Houjun Liu

SU-CS361 APR162024

Stochastic Methods

Stochastic Methods is where you use randomness strategically to escape local minima. This typically rely on pseudo-random generation.

Noisy Descent

Gradient descent but slightly bad:

\begin{equation} \bold{x} = \bold{x} + \alpha \nabla f_{\bold{x}} + \epsilon \end{equation}


\begin{equation} \epsilon \sim \mathcal{N}(0, \lambda I) \end{equation}

This is like Generalized Pattern Search, but instead of a fixed positive spanning set we change the directions of the span vectors every single step; once randomized, then we expand/shrink as needed.

simulated annealing

see simulated annealing

Cross Entropy Method

We can also do Cross Entropy Method: choose an initial distribution and sample; refit distribution on the \(k\) best points, start again with sampling.

Natural Evolution

Natural Evolution is Cross Entropy Method but more nuanced. Consider a design point sampling distribution parameterized by \(\theta\), our objective:

\begin{equation} \min_{x \sim p(\cdot | \theta)} \mathbb{E} [f(x)] \end{equation}

(“minimize the expectation of the objective function over sampled points from that sampling distribution”)

To perform this minimization, we use gradient descent. Writing this out:

\begin{align} \nabla_{\theta}\mathbb{E} [f(x)] &=\nabla_{\theta} \int p(x|\theta) f(x) \dd{x} \\ &= \int \frac{p(x|\theta)}{p(x|theta)} \nabla_{\theta} p(x|\theta) f(x) \dd{x} \\ &= \int p(x|\theta) \qty(\frac{1}{p(x|\theta)}\nabla_{\theta} p(x|\theta)) f(x) \dd{x} \\ &= \int p(x|\theta) \qty(\nabla_{\theta} \log p(x|\theta)) f(x) \dd{x} \\ &= \mathbb{E}_{x \sim p(\cdot | \theta)} \qty[f(x) \nabla_{\theta}\log p(x|\theta)] \\ &\approx \frac{1}{m} \sum_{i}^{} f(x) \nabla_{\theta} \log p(x|\theta) \end{align}

where we used the “log derivative trick” (i.e. the chain rule with the log)

Notice: this works for non differentiable \(f\)!!!!!

And then we just do gradient descent with this instead of refitting points like in Cross Entropy Method.

Population Method

Population Methods optimize, instead of a single design point, a cohort of design points.
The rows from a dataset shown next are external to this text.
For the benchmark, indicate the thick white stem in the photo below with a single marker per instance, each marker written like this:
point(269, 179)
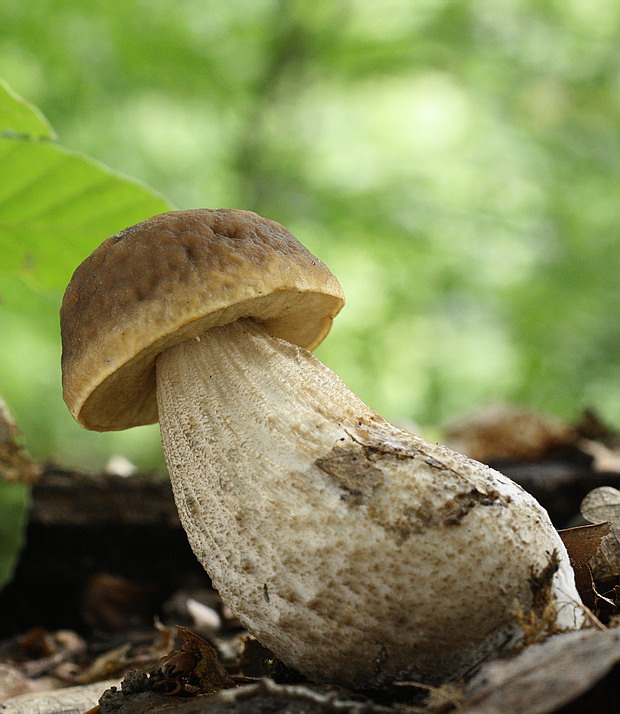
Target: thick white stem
point(356, 551)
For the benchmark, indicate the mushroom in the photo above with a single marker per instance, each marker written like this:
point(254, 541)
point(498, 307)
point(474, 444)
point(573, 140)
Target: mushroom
point(357, 552)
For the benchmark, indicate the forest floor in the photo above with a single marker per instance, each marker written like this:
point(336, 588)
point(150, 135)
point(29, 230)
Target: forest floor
point(108, 590)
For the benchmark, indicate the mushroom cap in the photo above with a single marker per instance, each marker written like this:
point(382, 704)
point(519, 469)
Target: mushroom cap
point(168, 279)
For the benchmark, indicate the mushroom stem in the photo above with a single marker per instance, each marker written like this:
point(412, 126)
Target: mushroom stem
point(355, 551)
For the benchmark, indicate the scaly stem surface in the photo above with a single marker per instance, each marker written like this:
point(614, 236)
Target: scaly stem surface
point(354, 550)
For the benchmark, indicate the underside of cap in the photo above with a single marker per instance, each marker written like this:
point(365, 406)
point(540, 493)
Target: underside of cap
point(169, 279)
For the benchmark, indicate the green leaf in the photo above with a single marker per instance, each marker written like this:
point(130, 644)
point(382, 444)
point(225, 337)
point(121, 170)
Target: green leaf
point(14, 499)
point(19, 117)
point(57, 206)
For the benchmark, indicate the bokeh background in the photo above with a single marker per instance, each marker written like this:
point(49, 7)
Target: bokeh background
point(455, 162)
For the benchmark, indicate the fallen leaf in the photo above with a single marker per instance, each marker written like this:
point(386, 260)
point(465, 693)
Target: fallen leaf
point(544, 676)
point(194, 669)
point(582, 543)
point(209, 671)
point(603, 504)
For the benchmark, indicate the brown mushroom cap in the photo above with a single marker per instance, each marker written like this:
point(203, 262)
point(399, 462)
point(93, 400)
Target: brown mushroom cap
point(169, 279)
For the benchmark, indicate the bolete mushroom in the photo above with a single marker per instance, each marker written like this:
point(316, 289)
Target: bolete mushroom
point(356, 551)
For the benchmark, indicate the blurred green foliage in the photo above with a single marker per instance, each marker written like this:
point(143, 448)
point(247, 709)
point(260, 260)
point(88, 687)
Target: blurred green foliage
point(455, 162)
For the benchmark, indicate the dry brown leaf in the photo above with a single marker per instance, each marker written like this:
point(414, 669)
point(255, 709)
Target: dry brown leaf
point(209, 671)
point(582, 543)
point(544, 676)
point(603, 504)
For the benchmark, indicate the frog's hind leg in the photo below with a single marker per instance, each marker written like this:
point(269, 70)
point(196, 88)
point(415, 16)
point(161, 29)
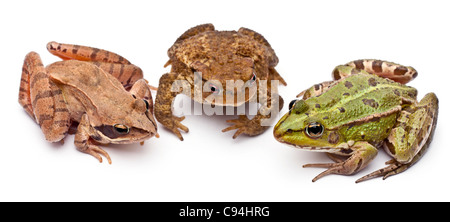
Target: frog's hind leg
point(410, 138)
point(43, 100)
point(110, 62)
point(390, 70)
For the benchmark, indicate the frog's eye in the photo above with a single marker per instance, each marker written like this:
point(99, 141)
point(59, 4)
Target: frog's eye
point(291, 104)
point(314, 130)
point(214, 89)
point(121, 129)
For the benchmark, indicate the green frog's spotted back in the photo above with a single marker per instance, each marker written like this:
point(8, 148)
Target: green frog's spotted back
point(366, 107)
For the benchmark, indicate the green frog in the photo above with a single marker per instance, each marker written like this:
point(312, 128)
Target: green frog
point(366, 107)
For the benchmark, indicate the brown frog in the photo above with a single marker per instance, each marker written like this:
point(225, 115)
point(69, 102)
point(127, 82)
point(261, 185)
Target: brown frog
point(86, 94)
point(210, 58)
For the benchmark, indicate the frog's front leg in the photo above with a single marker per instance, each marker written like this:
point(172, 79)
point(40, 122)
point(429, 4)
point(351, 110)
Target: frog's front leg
point(253, 127)
point(83, 141)
point(410, 138)
point(362, 153)
point(163, 105)
point(43, 100)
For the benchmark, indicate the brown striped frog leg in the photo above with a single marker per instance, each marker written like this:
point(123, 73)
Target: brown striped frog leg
point(366, 107)
point(78, 91)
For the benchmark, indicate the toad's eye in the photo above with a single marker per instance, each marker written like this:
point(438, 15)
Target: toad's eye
point(314, 130)
point(253, 79)
point(291, 104)
point(214, 89)
point(121, 129)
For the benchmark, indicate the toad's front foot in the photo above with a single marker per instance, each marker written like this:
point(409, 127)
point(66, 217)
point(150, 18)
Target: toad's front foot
point(245, 126)
point(95, 151)
point(174, 125)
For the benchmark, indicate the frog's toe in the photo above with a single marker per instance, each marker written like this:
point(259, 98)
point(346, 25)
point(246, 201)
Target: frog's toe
point(333, 168)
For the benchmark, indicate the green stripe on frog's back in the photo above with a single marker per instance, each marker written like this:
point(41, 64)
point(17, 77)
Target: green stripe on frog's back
point(359, 98)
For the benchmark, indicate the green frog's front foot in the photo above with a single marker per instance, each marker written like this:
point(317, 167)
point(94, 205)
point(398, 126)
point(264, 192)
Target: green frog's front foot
point(245, 126)
point(174, 125)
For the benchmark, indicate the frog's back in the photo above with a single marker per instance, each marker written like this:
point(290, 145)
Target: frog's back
point(360, 97)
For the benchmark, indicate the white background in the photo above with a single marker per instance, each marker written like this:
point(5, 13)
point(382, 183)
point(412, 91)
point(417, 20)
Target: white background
point(310, 39)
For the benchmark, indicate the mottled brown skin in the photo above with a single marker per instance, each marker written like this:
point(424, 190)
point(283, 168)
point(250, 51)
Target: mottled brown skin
point(218, 55)
point(79, 96)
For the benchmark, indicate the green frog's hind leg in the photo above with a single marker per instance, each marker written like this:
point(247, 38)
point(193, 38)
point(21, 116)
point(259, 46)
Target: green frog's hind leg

Typically, we use this by first using Population Methods to get a generally good point, then, on each step, we fine tune this via iterated descent; two main idea:

Generic Algorithms

  • every single design is represented by a sequence of chromosomes (it sometimes use a binary representation, but real valued vectors work well as well)
  • select the fittest individuals
    • truncation selection: cutting off most of the lowest performers
    • tournament selection: select fittest out of \(k\) randomly chosen individuals
    • roulette wheel selection: sample individuals with probability proportional to their fitness
  • children forming (from fittest)
    • single-point crossover: randomly select a point between the chromosome sequence, then generate a child design by taking the chunk before and after that point from each parent
    • two-point crossover: the above, but only cross over a single chunk
    • uniform crossover: choose elements from parents with 50% probability
  • population mutation
    • randomly flip each bit/reinitialize some values

Particle Swarm Optimization

for each individual in the papulation, we keep track of

  • current position
  • current velocity
  • best position so far by the current particle
  • best position seen by all particles

\begin{equation} x^{(i)} = x^{(i)} + v^{(i)} \end{equation}

\begin{equation} v^{(i)} = w v^{(i)} + c_1 r_1 \qty(x^{(i)}_{\text{your best}} - x^{(i)}) + c_2 r_2 \qty(x_{\text{global best}} - x^{(i)}) \end{equation}

basically, this is momentum where we try to go both towards our local optima that we’ve seen and also in a little towards the direction that the entire swarm has seen

Multi-Objective Population Method

See Multi-Objective Population Method